Taksim-Platz und die İstiklal Caddesi sind praktisch zu jeder Tages- und Nachtzeit vollkommen überfüllt, besonders aber an Sonn- und Feiertagen. Entlang der Fußgängerzone befinden sich unzählige Restaurants, Imbissstuben und Läden.

Auf einem Video sieht man eine herrenlose Tasche - dann eine Explosion

Ein Video einer Überwachungskamera, das auf Twitter zu sehen war und gegen 16.20 Uhr Ortszeit aufgezeichnet wurde­­­­­, soll eine herrenlose Tasche zeigen, die halb unter einer Sitzbank mitten auf der Fußgängerzone in der İstiklal abgestellt ist. Wenige Sekunden später sieht man eine Explosion, Menschen laufen panisch auseinander oder liegen am Boden.

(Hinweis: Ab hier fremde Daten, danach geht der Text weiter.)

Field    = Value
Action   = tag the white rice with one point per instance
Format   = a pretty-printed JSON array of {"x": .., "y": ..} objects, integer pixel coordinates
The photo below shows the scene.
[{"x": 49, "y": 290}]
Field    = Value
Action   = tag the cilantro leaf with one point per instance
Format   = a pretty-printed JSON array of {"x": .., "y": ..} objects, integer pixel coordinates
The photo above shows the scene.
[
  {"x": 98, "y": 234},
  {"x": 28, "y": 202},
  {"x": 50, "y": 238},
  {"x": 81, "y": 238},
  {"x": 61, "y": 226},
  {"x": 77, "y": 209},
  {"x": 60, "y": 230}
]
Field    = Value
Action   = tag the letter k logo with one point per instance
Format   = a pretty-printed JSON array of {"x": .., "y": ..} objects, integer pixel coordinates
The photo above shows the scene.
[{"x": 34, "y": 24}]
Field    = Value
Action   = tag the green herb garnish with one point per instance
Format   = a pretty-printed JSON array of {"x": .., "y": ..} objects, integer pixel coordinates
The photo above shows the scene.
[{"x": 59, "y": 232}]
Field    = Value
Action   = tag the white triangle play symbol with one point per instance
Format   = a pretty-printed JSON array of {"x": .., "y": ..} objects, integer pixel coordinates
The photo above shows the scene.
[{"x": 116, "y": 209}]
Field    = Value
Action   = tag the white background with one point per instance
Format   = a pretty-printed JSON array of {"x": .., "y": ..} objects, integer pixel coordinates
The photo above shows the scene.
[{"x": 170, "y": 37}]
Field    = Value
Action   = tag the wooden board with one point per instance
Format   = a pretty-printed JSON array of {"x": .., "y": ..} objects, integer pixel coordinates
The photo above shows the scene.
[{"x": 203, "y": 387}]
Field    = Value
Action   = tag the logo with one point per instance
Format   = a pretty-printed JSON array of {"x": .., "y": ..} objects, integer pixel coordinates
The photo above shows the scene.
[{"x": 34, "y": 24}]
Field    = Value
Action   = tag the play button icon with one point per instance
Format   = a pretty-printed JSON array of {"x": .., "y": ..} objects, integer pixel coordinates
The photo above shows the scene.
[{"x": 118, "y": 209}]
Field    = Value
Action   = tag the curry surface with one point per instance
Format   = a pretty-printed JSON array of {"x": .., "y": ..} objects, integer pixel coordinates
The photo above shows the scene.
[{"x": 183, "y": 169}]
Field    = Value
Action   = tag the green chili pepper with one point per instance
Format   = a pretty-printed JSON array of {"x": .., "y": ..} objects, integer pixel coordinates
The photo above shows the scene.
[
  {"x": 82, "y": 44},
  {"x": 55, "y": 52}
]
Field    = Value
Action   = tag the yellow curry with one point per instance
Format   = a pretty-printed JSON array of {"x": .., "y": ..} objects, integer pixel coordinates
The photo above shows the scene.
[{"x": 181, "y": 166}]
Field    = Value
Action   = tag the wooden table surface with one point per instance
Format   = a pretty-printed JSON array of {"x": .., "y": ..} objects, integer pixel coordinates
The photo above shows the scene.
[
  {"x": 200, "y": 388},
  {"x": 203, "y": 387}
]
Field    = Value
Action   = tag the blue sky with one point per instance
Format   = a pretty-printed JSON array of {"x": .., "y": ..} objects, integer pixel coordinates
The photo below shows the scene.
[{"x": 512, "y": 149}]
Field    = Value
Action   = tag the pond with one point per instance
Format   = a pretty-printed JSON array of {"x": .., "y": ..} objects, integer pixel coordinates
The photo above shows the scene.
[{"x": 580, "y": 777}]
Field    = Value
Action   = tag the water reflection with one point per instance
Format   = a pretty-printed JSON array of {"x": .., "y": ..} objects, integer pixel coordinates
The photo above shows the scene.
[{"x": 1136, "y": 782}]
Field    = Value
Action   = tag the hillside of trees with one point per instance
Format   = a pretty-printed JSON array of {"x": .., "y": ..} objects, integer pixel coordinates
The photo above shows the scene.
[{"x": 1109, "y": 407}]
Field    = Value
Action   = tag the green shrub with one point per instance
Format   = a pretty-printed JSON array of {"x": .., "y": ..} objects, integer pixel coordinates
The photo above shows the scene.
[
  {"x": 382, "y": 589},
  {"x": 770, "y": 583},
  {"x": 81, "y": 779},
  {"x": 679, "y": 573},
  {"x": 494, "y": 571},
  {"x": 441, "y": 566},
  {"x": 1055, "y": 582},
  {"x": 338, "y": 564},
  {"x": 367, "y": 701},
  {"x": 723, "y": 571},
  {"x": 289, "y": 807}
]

Eine andere Aufnahme zeigt die Detonation aus einer weiter entfernten Perspektive: Ein greller Blitz und ein Feuerball sind in der Menschenmenge­­ auf der Fußgängerzone zu sehen.

Der Ort der Explosion wurde sofort abgeriegelt, Hubschrauber schwebten über Taksim und İstiklal. Rund um den Platz und am Gezi-Park stehen stets sehr große Polizeikontingente, zudem gibt es dort mehrere Polizeireviere. Die türkische Regierung verbot es Medien im Land, Bilder vom Anschlagsort zu verbreiten. Man wolle Angst und Panik in der Bevölkerung vermeiden, hieß es.

Bundeskanzler Olaf Scholz sprach sein Beileid aus. "Es sind schreckliche Bilder, die uns aus dem Herzen Istanbuls erreichen. In diesen schweren Stunden sind unsere Gedanken bei den Opfern des Terrors und ihren Angehörigen. Dem türkischen Volk gilt unser tief empfundenes Beileid", schrieb Bundeskanzler Olaf Scholz in der Nacht auf Twitter. Die deutsche Außenministerin Annalena Baerbock (Grüne) schrieb auf Twitter von "schrecklichen Bildern", ihre Gedanken seien bei den Opfern.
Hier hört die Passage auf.